What supporters expect
Another fourth-place finish is not good enough, not after spending so much money. What's more, failure to win the Premier League in 2020/21 would make it four years since they were last champions, equalling their record barren spell of the Roman Abramovich era. Supporters certainly don't expect the trophy, but a serious challenge is needed to prevent Lampard from coming under enormous pressure.
The club will demand a deeper run in the Champions League, too. The manager may well be a club legend, and he may well enjoy a closer relationship with the owner than any of his predecessors, but Abramovich is ruthless. He, and the fans, expect a significantly better campaign than the last.
Look out for...
Young players side-lined: A lot of the goodwill Lampard earned in 2019/20 was playing the youngsters, but with so many high-profile signings in the forward areas Mount and Abraham will be left out. How the fans react to that will depend on results; should the new additions start sluggishly, the manager will take some serious flack for benching the academy graduates.
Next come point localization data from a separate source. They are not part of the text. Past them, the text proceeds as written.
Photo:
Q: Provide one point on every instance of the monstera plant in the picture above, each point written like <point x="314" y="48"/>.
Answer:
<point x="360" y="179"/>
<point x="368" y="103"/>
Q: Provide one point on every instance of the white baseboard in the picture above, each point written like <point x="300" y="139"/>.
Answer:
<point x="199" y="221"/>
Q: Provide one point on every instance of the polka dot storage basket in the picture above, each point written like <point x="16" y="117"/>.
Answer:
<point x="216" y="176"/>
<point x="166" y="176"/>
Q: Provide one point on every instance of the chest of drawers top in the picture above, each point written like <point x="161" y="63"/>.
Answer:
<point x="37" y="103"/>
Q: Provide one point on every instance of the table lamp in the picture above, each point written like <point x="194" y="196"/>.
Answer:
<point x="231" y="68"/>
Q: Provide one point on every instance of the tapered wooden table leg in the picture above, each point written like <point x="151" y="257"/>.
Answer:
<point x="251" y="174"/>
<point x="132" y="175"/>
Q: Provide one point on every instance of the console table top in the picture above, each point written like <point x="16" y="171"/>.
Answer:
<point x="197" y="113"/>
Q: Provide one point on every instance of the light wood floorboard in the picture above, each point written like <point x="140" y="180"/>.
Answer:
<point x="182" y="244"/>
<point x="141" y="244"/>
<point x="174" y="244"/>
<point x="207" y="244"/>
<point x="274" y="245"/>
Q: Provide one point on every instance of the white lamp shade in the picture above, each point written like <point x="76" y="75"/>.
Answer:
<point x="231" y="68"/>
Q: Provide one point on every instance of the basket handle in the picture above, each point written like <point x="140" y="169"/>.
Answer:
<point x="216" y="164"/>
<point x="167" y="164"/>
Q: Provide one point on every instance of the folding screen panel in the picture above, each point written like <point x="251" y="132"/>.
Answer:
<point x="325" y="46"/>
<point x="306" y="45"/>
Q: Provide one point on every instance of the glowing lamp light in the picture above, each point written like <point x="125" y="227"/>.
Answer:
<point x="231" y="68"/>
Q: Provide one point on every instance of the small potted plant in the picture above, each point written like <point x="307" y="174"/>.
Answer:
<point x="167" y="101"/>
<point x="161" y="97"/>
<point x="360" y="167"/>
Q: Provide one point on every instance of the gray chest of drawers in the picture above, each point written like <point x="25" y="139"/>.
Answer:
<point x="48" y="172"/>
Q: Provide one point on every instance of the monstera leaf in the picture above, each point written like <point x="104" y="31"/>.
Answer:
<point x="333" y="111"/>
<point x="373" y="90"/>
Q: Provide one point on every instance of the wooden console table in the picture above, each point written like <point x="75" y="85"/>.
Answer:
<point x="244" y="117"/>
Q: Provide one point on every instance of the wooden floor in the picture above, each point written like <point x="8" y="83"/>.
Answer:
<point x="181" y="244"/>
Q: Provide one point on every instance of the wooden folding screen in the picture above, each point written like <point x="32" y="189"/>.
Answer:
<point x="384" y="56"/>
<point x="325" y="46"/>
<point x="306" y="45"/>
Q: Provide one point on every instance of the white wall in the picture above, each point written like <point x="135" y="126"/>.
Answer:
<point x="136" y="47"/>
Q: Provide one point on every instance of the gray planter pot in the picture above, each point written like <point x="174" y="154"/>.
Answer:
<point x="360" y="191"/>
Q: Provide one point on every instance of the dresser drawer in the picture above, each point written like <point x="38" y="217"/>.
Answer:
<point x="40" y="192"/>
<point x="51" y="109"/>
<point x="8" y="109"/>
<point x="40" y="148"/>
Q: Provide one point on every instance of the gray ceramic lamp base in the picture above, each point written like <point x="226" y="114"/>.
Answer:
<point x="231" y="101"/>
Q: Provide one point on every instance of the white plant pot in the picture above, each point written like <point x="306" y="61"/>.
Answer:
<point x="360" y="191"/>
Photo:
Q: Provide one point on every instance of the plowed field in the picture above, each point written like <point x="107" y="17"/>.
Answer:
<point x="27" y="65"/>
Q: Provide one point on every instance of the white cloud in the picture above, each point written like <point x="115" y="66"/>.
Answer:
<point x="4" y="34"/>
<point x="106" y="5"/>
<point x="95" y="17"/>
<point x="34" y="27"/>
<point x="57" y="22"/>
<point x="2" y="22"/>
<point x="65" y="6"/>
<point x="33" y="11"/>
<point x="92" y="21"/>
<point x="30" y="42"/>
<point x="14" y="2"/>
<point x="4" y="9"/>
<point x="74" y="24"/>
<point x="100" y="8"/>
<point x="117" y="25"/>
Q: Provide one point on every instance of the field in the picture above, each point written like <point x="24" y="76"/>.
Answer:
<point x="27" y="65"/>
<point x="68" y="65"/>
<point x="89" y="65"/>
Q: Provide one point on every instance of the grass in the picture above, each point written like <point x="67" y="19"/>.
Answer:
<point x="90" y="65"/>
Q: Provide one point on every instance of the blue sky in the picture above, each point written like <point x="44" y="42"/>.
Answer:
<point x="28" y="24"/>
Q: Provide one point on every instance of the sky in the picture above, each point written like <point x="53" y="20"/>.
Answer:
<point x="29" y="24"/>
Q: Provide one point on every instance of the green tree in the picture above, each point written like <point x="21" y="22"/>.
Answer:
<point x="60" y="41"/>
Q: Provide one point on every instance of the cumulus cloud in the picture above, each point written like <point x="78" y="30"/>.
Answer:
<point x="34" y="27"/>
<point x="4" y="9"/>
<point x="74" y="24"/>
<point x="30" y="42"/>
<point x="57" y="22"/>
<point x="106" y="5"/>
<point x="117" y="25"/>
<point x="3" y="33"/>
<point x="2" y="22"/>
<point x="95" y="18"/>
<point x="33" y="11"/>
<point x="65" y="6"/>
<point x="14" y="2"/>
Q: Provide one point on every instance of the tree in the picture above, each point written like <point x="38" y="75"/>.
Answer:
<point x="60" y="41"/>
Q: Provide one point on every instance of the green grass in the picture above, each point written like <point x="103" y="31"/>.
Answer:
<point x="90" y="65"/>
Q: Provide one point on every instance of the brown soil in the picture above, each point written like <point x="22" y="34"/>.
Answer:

How Lampard fits his front line together: There is a sense that Chelsea are accruing attackers simply because talented players are available, rather than with a clear plan in mind. Havertz has spent the last year as a striker at Bayer Leverkusen, and yet Chelsea already have Werner and Abraham in that position, for example. Those first few line-ups of the season will be very intriguing.
Pressure on Lampard growing: If Chelsea fall away from a title challenge at any point this year, the bubble will burst for Lampard and his job will be under serious threat. Abramovich is not a patient man, especially after spending so much money - and especially with Max Allegri and Mauricio Pochettino as free agents.